D’oh. A dropbox link would be fine for the logs if you can’t upload to the forum directly.

So cockroach start is the command that will create a cockroach node. Each node typically joins a cluster (via the --join parameter). It looks like you’re running a single node here, which is fine for a demo as long as you don’t want to demonstrate our fault tolerance capabilities. If you wanted to do that, you’d need to create at least three nodes (i.e.: run cockroach start on at least three ports, either locally or on separate machines that can connect to each other).

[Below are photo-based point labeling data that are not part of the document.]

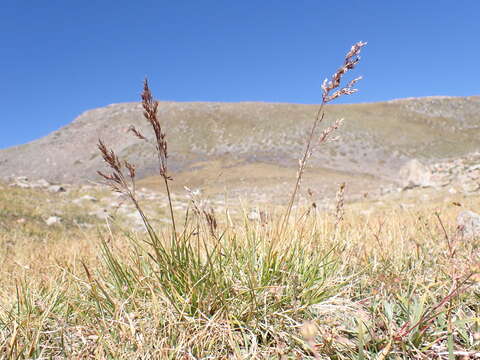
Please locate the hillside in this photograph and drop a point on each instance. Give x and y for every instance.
(257, 141)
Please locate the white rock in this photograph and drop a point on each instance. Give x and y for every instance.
(40, 183)
(52, 220)
(56, 188)
(414, 174)
(85, 198)
(101, 214)
(469, 223)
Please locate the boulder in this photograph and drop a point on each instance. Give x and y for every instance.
(468, 223)
(414, 174)
(56, 188)
(52, 220)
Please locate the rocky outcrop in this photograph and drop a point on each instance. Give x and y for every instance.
(414, 174)
(468, 223)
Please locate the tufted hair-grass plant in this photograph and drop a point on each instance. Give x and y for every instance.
(297, 284)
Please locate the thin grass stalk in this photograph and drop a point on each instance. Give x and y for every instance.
(351, 60)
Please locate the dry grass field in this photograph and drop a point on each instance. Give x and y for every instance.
(364, 280)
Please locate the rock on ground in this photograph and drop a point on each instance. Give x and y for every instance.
(469, 224)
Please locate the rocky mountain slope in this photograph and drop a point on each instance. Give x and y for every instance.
(259, 141)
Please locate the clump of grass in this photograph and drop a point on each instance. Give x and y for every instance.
(349, 287)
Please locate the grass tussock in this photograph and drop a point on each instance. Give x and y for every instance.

There’s actually some really handy training that’ll walk you through creating a 3 node local cluster, generating data, and demonstrating our fault tolerance capabilities step by step in the ops basics section of our training wiki.

tim - this is just for a VERY SIMPLE demonstration to try to move the powers-that-be from mysql/oracle/mariadb to cockroach.

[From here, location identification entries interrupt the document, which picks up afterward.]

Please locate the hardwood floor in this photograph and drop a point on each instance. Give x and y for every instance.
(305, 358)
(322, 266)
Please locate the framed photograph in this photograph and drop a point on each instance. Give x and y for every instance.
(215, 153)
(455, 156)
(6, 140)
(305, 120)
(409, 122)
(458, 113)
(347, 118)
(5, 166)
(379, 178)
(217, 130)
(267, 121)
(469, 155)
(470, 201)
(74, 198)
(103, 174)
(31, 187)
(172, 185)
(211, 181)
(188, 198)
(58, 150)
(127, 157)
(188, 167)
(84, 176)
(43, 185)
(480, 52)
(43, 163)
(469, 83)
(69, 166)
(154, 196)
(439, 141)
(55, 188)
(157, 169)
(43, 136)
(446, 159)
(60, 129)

i have no doubt that this is not even scratching the SCRATCH of the surface!

please share dropbox link with me.

also, exercise caution when using ‘D’oh’ – some of us take Homer very seriously.

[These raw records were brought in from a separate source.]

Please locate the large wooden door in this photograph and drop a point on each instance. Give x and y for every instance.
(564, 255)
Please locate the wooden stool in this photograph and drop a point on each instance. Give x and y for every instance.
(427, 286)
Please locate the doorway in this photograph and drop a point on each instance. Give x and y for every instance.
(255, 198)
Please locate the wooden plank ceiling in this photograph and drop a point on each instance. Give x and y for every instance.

or convert to pdf? does that work?
cockroach.cockroach.root.2018-08-06T16_56_02Z.022639.pdf (110.8 KB)
cockroach.cockroach.root.2018-08-06T18_11_42Z.023379.pdf (192.8 KB)

Hey @edwardsmarkf, pdf is fine. It looks like you’re running the node with a very small amount of memory (512 mb). This is far below our recommendation of 2GB, and much less than what we test internally. It’s very likely with such a small amount of RAM that the kernel ran out of memory and killed the process, in which case we might not get log rows. You can confirm this in system logs. The first couple answers here contain pointers about the OOM killer and how you can check system logs.

LOL! well i guess that’s what happens when you run in the google-vm instance and try to save money:

Resize instance

This instance has had high CPU and memory utilization recently. Consider switching to the machine type: g1-small (1 vCPU, 1.7 GB memory). Learn more

We recommend n1-standard or n1-highcpu instances: https://www.cockroachlabs.com/docs/stable/recommended-production-settings.html#cloud-specific-recommendations

Those are what we use for internal testing. In production, you’d need at least three instances to ensure availability.